The use of biomarkers has some limitations, as it should be considered that their value for prediction of AKI is limited to patients who are critically ill. When used in patients who are low risk, the false positive rate may increase. When used before an injurious exposure has occurred, the test will not forecast AKI. Similarly, the test might not remain positive for a long time after injury [28]. If positive results are obtained, the test should be interpreted along with other clinical factors and nephrology consultation should be considered. When used properly, biomarker-guided interventions are useful in AKI prevention. This was demonstrated in a clinical trial including high risk patients, defined as urinary [TIMP-2]•[IGFBP7] > 0.3 undergoing cardiac surgery. In that study, implementation of the KDIGO guidelines, consisting of optimization of volume status and hemodynamics, avoidance of nephrotoxic drugs, and preventing hyperglycemia, resulted in an absolute risk reduction of 16.6% in the incidence of AKI compared with the standard care [29].
An important limitation of our study was the small sample size.
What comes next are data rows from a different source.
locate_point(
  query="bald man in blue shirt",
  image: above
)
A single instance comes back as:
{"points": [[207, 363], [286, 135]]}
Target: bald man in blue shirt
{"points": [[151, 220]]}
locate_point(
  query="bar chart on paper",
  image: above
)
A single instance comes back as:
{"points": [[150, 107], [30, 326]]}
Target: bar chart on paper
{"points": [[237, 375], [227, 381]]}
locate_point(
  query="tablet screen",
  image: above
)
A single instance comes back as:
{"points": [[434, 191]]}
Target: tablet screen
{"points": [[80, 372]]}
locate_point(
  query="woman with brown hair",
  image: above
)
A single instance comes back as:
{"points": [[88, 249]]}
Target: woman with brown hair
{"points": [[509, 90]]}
Another study limitation was that patients with incomplete clinical files or those who were transferred to other hospitals due to local saturation were not included in the study, and this may represent a selection bias. Considering that standardized definitions of AKI are based on sCr and urine output [30], then inaccessibility to nursing records restricted to COVID-19 areas represents an important study limitation because urine output was not used for diagnosis of AKI, and sCr was not adjusted for fluid-balance. The lack of pre-hospital baseline sCr measurements was also a study limitation because baseline sCr values were an estimation. One additional study limitation was that our study was conducted at a national referral center for respiratory diseases receiving disproportionately more patients with severe COVID-19, and this represents a potential source of referral bias.